Points clés
- La gestion des relations tiers comporte des erreurs récurrentes qui créent des vulnérabilités structurelles dans la sécurité de la chaîne d'approvisionnement.
- Les erreurs les plus fréquentes sont : l'absence de classification des prestataires par risque, les évaluations ponctuelles sans surveillance continue, et les contrats sans clauses de sécurité exécutoires.
- 69 % des organisations n'évaluent pas la sécurité de leurs prestataires à l'occasion de chaque renouvellement de contrat selon une étude Deloitte 2023.
- L'absence de processus de déprovisionnement formel à la fin d'une relation prestataire est l'erreur la plus fréquemment exploitée par des attaquants.
- NIS2 identifie la gestion insuffisante de la chaîne d'approvisionnement comme l'une des causes de manquement les plus courantes dans les entités essentielles.
Les erreurs dans la gestion des relations tiers partagent une caractéristique commune : elles résultent rarement d'une ignorance des risques, mais plus souvent d'un compromis organisationnel — entre la commodité et la sécurité, entre la rapidité d'intégration d'un prestataire et la rigueur de son évaluation, entre le maintien d'une relation commerciale et la gestion des risques qu'elle génère.
Identifier ces erreurs dans sa propre organisation est la première étape d'une amélioration.

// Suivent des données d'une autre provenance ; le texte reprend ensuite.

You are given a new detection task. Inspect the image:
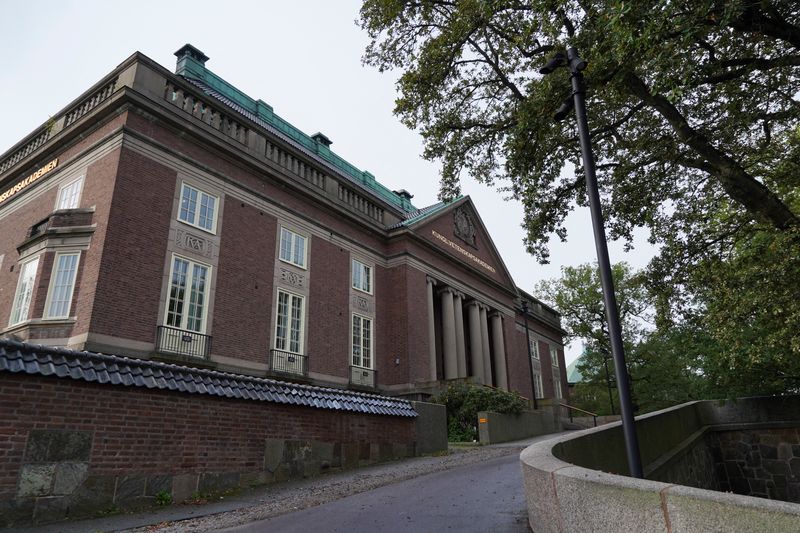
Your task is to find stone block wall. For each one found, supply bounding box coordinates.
[0,373,416,527]
[709,428,800,503]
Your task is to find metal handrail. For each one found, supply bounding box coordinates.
[156,326,211,359]
[267,349,308,376]
[558,402,599,427]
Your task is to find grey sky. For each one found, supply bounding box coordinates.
[0,0,652,361]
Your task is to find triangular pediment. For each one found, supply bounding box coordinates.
[406,196,516,291]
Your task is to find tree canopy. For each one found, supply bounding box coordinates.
[360,0,800,266]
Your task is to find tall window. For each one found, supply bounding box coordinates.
[45,252,80,318]
[353,259,372,294]
[178,183,217,233]
[275,290,304,354]
[353,315,372,368]
[280,227,306,268]
[167,257,211,333]
[533,374,544,398]
[56,176,83,209]
[8,256,39,326]
[529,337,539,360]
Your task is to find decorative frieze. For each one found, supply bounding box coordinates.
[453,205,475,247]
[350,296,372,313]
[175,229,214,257]
[280,268,306,289]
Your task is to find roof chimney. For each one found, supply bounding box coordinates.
[311,132,333,146]
[175,44,208,80]
[175,43,209,66]
[392,189,414,201]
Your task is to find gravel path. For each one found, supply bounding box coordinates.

Les organisations qui ont le mieux progressé dans la gestion du risque tiers sont celles qui ont réalisé un audit honnête de leurs pratiques existantes, sans chercher à justifier les compromis passés.
L'absence de classification par niveau de risque
La première erreur est de traiter tous les prestataires de la même manière. Une organisation peut avoir des centaines de fournisseurs, dont la grande majorité n'a pas accès à ses systèmes ou données sensibles. Appliquer les mêmes procédures d'évaluation à un prestataire de nettoyage et à un hébergeur de données clients est inefficace : les ressources sont diluées et les prestataires véritablement critiques ne reçoivent pas l'attention qu'ils méritent.
La solution est une classification formelle des prestataires selon leur criticité — fondée sur le niveau d'accès aux systèmes, la sensibilité des données traitées, et l'impact d'une défaillance du prestataire sur l'activité. Cette classification détermine ensuite le niveau d'évaluation et de surveillance applicable à chaque prestataire.
L'évaluation ponctuelle sans surveillance continue
Évaluer un prestataire lors du contrat initial et ne pas réviser cette évaluation pendant des années est une erreur fréquente. La posture de sécurité d'un prestataire évolue dans le temps : des incidents surviennent, des vulnérabilités sont découvertes, des changements organisationnels affectent les pratiques de sécurité. Une évaluation de sécurité n'est valide que pour la période à laquelle elle a été réalisée.
La surveillance continue — via des Cyber Risk Ratings, des revues annuelles, des alertes sur les incidents publiés concernant le prestataire — est la réponse à cette erreur.